Por outro lado, (Des)encanto nos leva ao passado. Um passado com claras alusões à Idade Média, mas com um componente de fantasia com claras influências mitológicas e cheias de superstições.

Em um reino chamado Terra dos Sonhos, vive a princesa Tiabeanie – Bean para os amigos. Tudo começa quando, após ter concordado em se casar anteriormente, a jovem princesa decide fugir e escapar de suas obrigações matrimoniais, porque prefere cerveja e aventura a se casar com um príncipe que não ama.

Bean embarcará em uma jornada tentando encontrar a si mesma e escapar de convencionalismos, desencadeando infinitas situações catastróficas e loucas. Em sua viagem, ela não estará sozinha. Ao seu lado, estarão Luci, seu demônio pessoal que tentará levá-la para o lado sombrio, e Elfo, um pequeno elfo cansado da vida otimista e alegre de sua aldeia que mergulhará nas trevas e na depressão do mundo humano.

De uma maneira bem humorada, Matt Groening cria um ambiente no qual não nos encaixamos, mas que, no final, acaba agradando. Com sua segunda temporada recém-estreada, revelamos algumas das ideias por trás de (Des)encanto.

Um novo formato

Devo admitir que, a princípio, a ideia de uma nova série de Matt Groening para a Netflix me deixou perplexa. Faz bastante tempo desde que Os  Simpsons e Futurama foram lançados e o público e as tendências em animação mudaram drasticamente. Todos temos lembranças nostálgicas dos melhores anos de Os Simpsons e Futurama, mas hoje as coisas estão muito diferentes.

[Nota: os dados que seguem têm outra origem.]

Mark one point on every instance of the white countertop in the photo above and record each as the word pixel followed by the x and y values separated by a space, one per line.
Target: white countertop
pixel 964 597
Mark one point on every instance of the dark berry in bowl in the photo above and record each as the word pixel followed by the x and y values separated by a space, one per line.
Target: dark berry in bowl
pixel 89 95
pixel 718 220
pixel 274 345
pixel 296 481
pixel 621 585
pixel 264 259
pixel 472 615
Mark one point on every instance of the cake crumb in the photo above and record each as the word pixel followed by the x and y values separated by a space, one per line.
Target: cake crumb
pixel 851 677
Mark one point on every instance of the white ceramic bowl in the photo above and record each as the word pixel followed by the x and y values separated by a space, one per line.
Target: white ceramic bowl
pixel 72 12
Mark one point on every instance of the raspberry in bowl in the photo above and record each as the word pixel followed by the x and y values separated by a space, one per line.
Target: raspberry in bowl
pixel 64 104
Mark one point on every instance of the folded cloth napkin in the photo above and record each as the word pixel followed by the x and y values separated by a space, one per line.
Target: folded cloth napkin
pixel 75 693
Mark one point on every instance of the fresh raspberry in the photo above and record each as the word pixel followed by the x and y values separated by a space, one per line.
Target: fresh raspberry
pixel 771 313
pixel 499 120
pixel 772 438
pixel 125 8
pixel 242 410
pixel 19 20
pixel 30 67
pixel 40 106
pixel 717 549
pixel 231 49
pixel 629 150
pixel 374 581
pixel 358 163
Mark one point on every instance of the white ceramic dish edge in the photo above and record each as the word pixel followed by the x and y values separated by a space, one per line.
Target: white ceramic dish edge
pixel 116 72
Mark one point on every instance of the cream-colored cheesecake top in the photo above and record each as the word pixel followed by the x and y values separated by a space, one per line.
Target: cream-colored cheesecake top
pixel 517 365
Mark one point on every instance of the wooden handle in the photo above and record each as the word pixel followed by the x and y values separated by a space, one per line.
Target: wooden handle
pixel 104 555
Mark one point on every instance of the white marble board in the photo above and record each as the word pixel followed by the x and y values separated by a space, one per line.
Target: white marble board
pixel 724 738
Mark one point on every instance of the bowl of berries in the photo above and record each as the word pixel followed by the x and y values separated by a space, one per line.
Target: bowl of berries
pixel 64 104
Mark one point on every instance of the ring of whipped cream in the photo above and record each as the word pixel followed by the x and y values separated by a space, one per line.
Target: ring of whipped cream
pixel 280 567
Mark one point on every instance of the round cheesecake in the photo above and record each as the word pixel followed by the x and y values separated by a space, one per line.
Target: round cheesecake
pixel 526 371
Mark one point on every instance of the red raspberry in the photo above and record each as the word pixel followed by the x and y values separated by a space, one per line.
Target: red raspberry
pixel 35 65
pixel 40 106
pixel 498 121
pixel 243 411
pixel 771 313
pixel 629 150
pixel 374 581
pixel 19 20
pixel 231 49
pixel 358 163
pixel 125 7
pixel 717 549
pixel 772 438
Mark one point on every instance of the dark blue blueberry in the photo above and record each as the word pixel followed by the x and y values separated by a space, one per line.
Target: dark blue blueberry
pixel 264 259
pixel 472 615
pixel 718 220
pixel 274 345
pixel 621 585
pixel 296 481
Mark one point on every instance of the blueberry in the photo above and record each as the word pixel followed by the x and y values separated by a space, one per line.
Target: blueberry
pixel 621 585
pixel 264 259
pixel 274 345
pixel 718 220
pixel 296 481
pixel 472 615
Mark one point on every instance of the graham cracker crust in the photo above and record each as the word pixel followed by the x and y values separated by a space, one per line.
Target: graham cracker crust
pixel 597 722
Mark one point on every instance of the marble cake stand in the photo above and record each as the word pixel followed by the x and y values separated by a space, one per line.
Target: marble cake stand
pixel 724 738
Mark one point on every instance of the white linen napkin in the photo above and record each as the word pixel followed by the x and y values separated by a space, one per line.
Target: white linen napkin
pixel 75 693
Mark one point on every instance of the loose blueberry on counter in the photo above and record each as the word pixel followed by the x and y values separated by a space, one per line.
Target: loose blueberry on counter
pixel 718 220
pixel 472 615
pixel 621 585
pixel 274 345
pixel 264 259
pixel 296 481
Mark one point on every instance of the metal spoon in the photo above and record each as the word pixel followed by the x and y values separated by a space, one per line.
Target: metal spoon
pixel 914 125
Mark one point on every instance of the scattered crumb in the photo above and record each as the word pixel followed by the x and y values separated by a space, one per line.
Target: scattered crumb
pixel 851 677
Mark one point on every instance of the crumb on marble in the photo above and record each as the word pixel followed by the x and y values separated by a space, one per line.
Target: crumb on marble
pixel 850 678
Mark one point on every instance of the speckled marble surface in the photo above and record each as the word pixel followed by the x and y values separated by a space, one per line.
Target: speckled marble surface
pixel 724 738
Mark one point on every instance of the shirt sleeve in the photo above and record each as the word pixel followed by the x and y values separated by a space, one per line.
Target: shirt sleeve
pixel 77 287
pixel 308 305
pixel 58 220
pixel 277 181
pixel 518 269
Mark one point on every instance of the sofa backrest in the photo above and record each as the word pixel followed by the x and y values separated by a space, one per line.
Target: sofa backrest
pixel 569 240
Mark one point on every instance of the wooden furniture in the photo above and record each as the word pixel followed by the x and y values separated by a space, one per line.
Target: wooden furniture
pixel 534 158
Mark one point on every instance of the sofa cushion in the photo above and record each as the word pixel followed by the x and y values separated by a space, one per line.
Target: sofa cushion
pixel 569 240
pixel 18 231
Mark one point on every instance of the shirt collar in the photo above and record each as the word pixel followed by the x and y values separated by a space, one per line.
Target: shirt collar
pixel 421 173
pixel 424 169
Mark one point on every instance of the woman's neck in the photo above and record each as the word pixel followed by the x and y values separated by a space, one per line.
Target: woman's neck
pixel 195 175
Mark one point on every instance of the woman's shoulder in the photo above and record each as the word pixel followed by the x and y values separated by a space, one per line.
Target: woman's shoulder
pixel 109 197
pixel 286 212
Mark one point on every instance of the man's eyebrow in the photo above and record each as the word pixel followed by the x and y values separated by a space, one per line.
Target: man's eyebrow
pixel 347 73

Futurama foi cancelada – e inclusive incompreendida – e Os Simpsons está longe de sua época de glória e esplendor. Séries como de Uma Família da Pesada (Seth McFarlane, 1999) cresceram um pouco à sombra das criações de Groening, mas acabaram relegando-as e forçando-as a adotar novas formas que não funcionam muito bem em um clássico como Os  Simpsons.

Então, por que a Netflix? Porque significa uma nova forma de criação, mais liberdade para os criadores – tanto no bom quanto no mau sentido. Também há uma clara tendência à serialização. E é precisamente aí que reside um dos problemas de (Des)encanto. 

Mais como uma série

Longe de serem episódios de curta duração e autoconclusivos, (Des)encanto está mais perto de ser uma série comum, com um enredo que se desenvolve progressivamente, com cliffhangers que pretendem prender o espectador e um abuso do humor simples.

O problema é que (Des)encanto não pretende ser sério, e sim uma comédia, e na comédia, menos é mais. Quanto mais curto e condensado, melhor. O espectador não quer ficar grudado à tela, e sim rir.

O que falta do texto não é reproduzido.